All the games made by Avalon Hill try their best to be entertaining, fun, and historically accurate…to some degree. How does their newest collectible mini game, War @ Sea, as part of the Axis & Allies line (per Wizards of the Coast and thus Hasbro) hold up to historical accountability?
The book states that, as most historians know, the Japanese fleet attacking Pearl Harbor had 6 carriers acting as mobile bases for the aircraft making the attack. The carriers: Akagi, Hiryu, Kaga, Shokaku, Soryu, and Zuikaku, launch a collective total of 183 aircraft for the first wave. The book clearly says that the 6 carriers brought 441 aircraft to the fight. 183 were launched in the first wave and 168 in the second.

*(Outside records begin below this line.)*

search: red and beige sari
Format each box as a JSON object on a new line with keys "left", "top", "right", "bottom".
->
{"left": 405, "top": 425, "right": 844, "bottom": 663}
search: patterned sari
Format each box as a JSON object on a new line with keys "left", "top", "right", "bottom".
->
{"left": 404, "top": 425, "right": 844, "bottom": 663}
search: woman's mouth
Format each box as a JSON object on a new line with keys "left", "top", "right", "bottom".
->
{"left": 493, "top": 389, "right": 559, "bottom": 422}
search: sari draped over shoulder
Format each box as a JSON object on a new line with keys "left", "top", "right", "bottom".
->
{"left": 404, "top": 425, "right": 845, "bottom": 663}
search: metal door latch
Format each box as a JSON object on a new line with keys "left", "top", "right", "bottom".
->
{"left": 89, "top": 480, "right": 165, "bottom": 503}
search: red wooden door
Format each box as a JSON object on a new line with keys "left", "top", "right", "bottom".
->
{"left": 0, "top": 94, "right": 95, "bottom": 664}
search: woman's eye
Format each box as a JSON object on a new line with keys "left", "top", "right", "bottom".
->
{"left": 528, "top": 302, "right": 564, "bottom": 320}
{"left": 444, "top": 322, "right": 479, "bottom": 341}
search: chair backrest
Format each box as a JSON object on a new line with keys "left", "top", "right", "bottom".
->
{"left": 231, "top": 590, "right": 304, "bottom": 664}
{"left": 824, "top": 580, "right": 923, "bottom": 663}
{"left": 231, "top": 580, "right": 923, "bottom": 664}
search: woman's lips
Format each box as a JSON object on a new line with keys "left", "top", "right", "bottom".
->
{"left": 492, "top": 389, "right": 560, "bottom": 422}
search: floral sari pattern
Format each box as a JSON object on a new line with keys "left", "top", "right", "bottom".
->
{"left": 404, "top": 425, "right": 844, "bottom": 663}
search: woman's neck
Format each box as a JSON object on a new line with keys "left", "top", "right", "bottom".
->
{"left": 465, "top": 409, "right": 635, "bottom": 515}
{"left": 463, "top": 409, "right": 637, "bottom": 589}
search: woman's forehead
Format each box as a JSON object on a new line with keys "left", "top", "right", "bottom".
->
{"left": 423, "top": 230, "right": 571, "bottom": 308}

The Akagi, the only carrier of its type, had a complement of 91 aircraft according to Wikipedia. We see on the card that the Akagi can carry 3 aircraft. This works out to each aircraft model in War @ Sea representing 33 1/3 actual aircraft for this vessel. Additionally, we can see that the Akagi carried almost 21% of the aircraft brought to attack Pearl Harbor. For those interested in the actual composition per wave Wikipedia tells us that 29 Kates and 9 Zeroes participated in the first wave. 18 Vals composed Akagi’s second wave of attack.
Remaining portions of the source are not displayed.